The Federal Office for Building and Regional Planning

Research Project: "Regional Landscaping"


The key areas of landscape transformation and need for action in the various landscape types were visualized on the basis of an updated landscape typology for Germany. The participants gave advice for the further development and concretization. The heritage landscapes in Germany and options for protecting them in the spatial planning were put for discussion as an approach to environmental assets. A concretization on a Länder and regional level was found to be desirable here. In addition to which the action level for the heritage landscapes was found to need further deepening.

The results from the model regions demonstrated how heterogeneous the agrarian landscapes are throughout the country, and how differentiated the tasks for controlling and qualifying them. Given the limited effectiveness of formal instruments in the qualitative design of land uses, many participants prioritized the application of informal instruments and communication processes. The concept of a blue-green infrastructure offers various options for a cross-sectoral and coherent pooling of landscape- and open space-related measures on a national, regional and local level. The multifunctional approach and close coordination of various policy areas and administration levels were positively emphasized. Although many measures affect the landscape directly, offensive landscaping was found to play no or merely a subordinate role in the implementation.

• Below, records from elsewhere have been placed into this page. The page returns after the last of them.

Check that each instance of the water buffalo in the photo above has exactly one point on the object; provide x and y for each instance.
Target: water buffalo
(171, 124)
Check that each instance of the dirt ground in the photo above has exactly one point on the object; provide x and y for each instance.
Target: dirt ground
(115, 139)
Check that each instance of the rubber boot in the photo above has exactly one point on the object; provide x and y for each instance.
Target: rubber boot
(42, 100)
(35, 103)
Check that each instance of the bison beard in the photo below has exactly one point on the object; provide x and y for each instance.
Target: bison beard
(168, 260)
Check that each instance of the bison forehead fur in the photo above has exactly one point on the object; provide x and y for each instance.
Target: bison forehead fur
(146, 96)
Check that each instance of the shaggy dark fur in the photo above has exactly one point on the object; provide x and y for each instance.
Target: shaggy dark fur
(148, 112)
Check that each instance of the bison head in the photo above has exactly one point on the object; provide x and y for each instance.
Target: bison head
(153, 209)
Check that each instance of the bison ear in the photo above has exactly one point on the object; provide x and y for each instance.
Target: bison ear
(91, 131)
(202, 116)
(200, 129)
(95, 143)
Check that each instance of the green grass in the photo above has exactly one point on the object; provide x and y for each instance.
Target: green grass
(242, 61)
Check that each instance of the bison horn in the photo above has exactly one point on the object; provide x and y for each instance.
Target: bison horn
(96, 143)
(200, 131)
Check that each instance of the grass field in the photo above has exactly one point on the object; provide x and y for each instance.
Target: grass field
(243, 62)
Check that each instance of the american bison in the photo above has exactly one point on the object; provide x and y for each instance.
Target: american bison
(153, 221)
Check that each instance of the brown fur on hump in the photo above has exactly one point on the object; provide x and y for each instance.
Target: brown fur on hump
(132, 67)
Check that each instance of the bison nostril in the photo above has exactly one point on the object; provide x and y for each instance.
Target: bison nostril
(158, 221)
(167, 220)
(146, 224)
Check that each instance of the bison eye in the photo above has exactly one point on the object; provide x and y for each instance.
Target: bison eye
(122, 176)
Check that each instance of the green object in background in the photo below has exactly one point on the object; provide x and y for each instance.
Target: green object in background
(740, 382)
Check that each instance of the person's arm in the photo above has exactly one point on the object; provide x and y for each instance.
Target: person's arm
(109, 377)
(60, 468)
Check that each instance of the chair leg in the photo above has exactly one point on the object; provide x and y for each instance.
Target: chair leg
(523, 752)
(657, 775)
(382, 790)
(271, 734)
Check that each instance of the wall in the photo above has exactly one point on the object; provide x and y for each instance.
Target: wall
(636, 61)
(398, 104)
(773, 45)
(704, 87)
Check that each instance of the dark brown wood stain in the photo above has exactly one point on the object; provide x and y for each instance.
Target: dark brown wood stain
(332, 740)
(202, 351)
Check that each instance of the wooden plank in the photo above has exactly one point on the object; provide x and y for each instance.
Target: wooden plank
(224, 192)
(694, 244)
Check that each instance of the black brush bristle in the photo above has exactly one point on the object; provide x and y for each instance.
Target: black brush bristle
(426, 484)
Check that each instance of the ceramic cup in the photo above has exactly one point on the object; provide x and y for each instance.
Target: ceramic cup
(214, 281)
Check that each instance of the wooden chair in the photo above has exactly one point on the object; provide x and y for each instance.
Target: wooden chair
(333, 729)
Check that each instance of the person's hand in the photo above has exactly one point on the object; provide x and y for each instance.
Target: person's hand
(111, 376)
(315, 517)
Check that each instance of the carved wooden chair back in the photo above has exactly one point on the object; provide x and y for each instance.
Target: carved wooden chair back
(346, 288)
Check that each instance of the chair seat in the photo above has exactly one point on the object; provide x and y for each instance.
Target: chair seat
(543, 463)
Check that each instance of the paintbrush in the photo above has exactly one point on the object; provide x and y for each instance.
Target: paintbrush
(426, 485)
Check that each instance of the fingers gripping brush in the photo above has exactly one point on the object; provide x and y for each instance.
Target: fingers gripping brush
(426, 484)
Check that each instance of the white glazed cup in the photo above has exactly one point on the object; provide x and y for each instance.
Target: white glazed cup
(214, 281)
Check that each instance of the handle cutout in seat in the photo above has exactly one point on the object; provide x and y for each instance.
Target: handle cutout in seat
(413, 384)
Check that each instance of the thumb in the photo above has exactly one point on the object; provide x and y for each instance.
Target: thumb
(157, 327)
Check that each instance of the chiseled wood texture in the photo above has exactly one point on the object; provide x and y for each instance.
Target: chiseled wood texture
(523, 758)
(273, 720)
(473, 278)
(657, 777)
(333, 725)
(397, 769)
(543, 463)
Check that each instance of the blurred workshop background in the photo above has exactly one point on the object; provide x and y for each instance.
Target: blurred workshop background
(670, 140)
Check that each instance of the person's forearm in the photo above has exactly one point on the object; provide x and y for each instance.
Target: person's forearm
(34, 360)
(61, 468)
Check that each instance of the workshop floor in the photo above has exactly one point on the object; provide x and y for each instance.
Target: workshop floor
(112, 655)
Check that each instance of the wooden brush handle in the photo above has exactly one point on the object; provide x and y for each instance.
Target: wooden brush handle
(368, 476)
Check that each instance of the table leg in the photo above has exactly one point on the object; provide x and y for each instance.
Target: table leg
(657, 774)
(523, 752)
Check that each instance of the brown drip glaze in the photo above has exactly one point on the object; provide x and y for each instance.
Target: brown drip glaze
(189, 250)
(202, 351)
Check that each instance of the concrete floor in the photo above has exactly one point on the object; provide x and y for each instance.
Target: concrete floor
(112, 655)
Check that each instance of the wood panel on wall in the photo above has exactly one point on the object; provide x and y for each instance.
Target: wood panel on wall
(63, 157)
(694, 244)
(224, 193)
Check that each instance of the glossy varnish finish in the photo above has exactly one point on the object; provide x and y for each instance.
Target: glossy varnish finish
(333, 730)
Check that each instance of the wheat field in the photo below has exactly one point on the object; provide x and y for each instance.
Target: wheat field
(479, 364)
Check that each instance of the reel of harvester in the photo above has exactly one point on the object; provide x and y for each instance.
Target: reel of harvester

For the (sub-) urban landscapes, the "narrative", "open field" and "design quality" action approaches were discussed by the participants on the basis of the projects in the model regions. The "narrative" visualizes regional landscaping objectives as a framework story. The discussions urged for the practicability of this landscape narrative. The challenge in the fragmented landscapes resides in profiling the heterogeneous "landscape fields", and networking them across infrastructure barriers. Design guidelines enable many small implementation measures to contribute to a consistent "larger" picture. The landscape quality of infrastructure landscapes can be decisively upgraded by the design of technical infrastructures. The participants largely agreed on the importance of the construction culture and design competitions for the design, but the extensive time and resource requirements were also pointed out, however.

The participants emphasized that the formal spatial planning instruments are often not made full use of with regard to the landscape. The concerns of saving significant landscapes and active landscaping should be explicitly addressed by spatial planning instruments overall. Available here for spatial designations besides priority and restricted areas are also multifunctional green corridors or landscaping focus areas. The discussions on the other hand clearly showed that development-related objectives, especially, are more easily achievable by way of informal instruments. The creative application of informal instruments to the regional landscape dialogue and realization of spatial planning objectives were important project modules in the model regions, and decisively contributed to the projects' success.

Two surveys carried out amongst the participants confirmed the urgent need for action in the regional landscaping for all key issues. Success factors of and obstacles to the landscaping were prioritized in addition to this. The actor-based agreement of guiding principles and objectives and their political anchoring were rated by the participants as the most important success factors, while the high land grabbing and development pressure was isolated as a significant obstacle. Where controlling and shaping the landscape transformation is concerned, the participants expect further stimuli and support from the federal spatial planning.


The results meeting served to discuss various already existing and good approaches to reinforcing the concerns of the environmental asset of landscape. Many innovative processes and projects have shown that landscape design can be integrated in the planning processes, and the landscape dialogue conducted constructively. Good examples of dovetailing informal and formal planning instruments for securing and developing the environmental asset of landscape could also be developed in the process. The example of blue-green infrastructures highlights the options available for also intervening with a development objective design-wise, especially in the (sub-) urban and task landscapes. In areas with very extensive design requirements, solutions are often not all that obvious. It was illustrated in the process that the landscape perception can also be greatly affected with very small-scale interventions. A handbook created as a final product of the demonstration project is intended to provide the regions with aids enabling them to adequately and creatively respond to the challenges of their landscapes' transformation.